The one who got slapped was hurt, but without saying anything, he wrote in the sand: "Today my best friend slapped me in the face."
They kept on walking until they found an oasis, where they decided to take a bath. The one who had been slapped got stuck in the mire and started drowning, but the friend saved him.
After he recovered from the near drowning, he wrote on a stone: "Today my best friend saved my life."
The friend who had slapped and saved his best friend asked him, "After I hurt you, you wrote in the sand and now you write on a stone. Why?"
The other friend replied: "When someone hurts us we should write it down in the sand where winds of forgiveness can erase it away. But when someone does something good for us, we must engrave it in a stone where no wind can ever erase it."
Learn to write your hurts in the sand and to carve your benefits in the stone.
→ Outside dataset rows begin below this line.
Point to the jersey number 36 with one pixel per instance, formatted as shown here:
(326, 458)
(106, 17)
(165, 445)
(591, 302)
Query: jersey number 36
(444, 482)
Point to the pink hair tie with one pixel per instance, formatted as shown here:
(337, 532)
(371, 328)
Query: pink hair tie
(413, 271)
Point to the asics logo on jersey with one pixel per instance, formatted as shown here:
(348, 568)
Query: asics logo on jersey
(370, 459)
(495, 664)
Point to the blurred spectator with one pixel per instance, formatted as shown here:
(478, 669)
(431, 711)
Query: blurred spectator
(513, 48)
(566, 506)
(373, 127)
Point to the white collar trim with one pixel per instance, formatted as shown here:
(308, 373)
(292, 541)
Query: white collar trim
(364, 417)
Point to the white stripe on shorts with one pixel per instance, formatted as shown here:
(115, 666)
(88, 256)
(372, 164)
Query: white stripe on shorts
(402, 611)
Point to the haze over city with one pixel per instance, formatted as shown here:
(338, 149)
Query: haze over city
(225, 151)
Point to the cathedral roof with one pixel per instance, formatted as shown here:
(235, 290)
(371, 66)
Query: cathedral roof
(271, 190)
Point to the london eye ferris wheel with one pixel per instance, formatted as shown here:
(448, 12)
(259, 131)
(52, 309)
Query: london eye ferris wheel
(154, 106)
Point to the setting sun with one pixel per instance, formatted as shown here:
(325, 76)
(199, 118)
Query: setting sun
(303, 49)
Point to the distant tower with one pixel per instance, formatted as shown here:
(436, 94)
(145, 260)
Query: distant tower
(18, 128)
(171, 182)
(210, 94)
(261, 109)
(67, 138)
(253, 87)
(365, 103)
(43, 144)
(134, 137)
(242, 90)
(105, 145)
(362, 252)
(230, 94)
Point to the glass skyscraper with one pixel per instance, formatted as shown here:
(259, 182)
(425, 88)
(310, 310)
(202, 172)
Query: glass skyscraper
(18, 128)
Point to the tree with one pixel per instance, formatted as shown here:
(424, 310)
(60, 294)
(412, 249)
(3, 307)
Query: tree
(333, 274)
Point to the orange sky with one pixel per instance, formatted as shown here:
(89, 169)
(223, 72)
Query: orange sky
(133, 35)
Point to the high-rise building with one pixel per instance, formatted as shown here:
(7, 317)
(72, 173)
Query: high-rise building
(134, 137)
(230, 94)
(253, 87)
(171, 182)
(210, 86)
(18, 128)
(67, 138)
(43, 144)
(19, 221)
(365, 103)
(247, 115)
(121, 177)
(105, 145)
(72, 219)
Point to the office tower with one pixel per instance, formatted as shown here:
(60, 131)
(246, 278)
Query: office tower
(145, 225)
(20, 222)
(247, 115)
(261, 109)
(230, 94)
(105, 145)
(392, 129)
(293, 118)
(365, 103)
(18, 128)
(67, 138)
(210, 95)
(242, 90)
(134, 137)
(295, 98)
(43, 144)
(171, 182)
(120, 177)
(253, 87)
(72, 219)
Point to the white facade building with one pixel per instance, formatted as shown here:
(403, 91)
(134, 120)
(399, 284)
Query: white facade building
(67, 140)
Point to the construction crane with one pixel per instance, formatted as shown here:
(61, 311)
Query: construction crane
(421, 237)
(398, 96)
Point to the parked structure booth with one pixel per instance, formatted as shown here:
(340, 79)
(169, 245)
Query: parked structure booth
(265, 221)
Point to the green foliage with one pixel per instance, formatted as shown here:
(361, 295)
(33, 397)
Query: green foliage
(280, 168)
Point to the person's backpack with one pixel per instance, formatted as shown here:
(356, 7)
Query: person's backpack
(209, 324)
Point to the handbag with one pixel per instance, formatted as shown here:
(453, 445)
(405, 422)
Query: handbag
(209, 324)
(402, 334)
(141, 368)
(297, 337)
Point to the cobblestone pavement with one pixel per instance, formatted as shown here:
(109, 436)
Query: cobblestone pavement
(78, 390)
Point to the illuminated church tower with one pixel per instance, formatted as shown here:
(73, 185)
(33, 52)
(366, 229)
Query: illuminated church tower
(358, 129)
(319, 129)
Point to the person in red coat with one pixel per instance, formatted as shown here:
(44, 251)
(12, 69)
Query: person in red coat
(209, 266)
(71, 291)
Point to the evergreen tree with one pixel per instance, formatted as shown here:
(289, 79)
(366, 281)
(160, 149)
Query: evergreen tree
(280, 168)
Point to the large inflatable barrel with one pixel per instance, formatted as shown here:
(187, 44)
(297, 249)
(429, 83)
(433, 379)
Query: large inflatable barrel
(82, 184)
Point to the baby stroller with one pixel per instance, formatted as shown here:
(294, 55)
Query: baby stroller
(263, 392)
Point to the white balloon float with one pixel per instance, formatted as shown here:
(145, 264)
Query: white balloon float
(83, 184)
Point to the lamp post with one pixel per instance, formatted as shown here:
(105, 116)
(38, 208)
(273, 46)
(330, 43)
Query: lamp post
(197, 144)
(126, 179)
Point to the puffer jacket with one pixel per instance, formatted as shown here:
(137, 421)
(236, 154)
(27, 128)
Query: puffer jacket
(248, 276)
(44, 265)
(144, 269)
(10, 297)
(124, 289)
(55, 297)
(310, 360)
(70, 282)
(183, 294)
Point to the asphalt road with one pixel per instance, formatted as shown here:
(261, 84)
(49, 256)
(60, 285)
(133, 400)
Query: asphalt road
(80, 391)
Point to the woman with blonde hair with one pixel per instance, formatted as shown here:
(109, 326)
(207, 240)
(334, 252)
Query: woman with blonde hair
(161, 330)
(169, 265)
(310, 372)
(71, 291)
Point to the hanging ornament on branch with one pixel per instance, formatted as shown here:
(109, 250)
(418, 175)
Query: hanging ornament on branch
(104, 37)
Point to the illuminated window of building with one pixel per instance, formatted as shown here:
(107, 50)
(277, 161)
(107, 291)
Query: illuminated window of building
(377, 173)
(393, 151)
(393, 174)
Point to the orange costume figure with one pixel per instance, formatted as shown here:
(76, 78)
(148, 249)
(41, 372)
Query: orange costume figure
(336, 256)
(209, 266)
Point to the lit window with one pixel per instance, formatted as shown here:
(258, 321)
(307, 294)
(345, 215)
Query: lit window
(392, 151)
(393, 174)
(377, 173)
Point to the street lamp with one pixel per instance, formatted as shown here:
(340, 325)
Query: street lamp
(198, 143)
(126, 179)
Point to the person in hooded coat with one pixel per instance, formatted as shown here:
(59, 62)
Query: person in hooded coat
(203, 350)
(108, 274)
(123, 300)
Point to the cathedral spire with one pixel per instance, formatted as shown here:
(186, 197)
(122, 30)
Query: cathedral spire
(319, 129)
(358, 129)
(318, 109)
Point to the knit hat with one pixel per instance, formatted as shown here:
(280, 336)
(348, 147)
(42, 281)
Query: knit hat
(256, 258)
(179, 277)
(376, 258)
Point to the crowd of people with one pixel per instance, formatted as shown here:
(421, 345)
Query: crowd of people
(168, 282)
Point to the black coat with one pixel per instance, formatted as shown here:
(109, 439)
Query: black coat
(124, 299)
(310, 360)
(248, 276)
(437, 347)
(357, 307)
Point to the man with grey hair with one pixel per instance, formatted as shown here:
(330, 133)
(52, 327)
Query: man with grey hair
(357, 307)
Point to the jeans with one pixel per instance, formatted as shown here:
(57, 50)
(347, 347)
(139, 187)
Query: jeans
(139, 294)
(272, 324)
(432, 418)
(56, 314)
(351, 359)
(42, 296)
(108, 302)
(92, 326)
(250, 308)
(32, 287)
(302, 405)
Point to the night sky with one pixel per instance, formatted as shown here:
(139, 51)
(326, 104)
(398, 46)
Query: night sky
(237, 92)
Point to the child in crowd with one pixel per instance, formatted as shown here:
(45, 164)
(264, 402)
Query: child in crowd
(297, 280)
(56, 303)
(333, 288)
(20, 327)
And research and personal observations show that the person who forgives is happier and perhaps even healthier. While the goal of forgiving may be noble, the effects are concrete.
Richard Fitzgibbons cites these benefits to the one who forgives:
Decreased levels of anger and hostility;
Increased feelings of love;
Improved ability to control anger;
Enhanced capacity to trust;
Freedom from the control of events of the past;
No longer repeating negative behaviors;
Improved physical health;
Significant improvement in psychiatric disorders;
On the other hand, one who cannot forgive may continue to suffer endlessly. There’s a Chinese proverb going like this, "The man who opts for revenge should dig two graves."
From the work of Roy F. Baumeister, Julie Juola Exline, and Krisin L. Sommer come these findings: There is an emotional cost of refusing to forgive. If the perpetrator is someone the injured party must continue to see, each contact with the offender will cause the victim to feel upset again. Continuing to feel angry toward distant or dead perpetrators, over transgressions that cannot be changed, does nothing but make the injured party miserable. Forgiveness would release the victim, and would be a welcome relief.
Roy F. Baumeister、Julie Juola Exline和KrisinL. Sommer的研究发现：对他人的不宽容需要付出情感代价。如果被伤害的一方不得不继续和犯错的人打交道，那么每一次与之联系都会让被伤害者感到心烦意乱。而如果犯错者不再联系或已经故去，那么对那些已经发生而无法改变的错误无法释怀只会让人更痛苦。对他人宽容不仅可以减轻自己的伤痛，也会让他人感到欣慰和慰藉。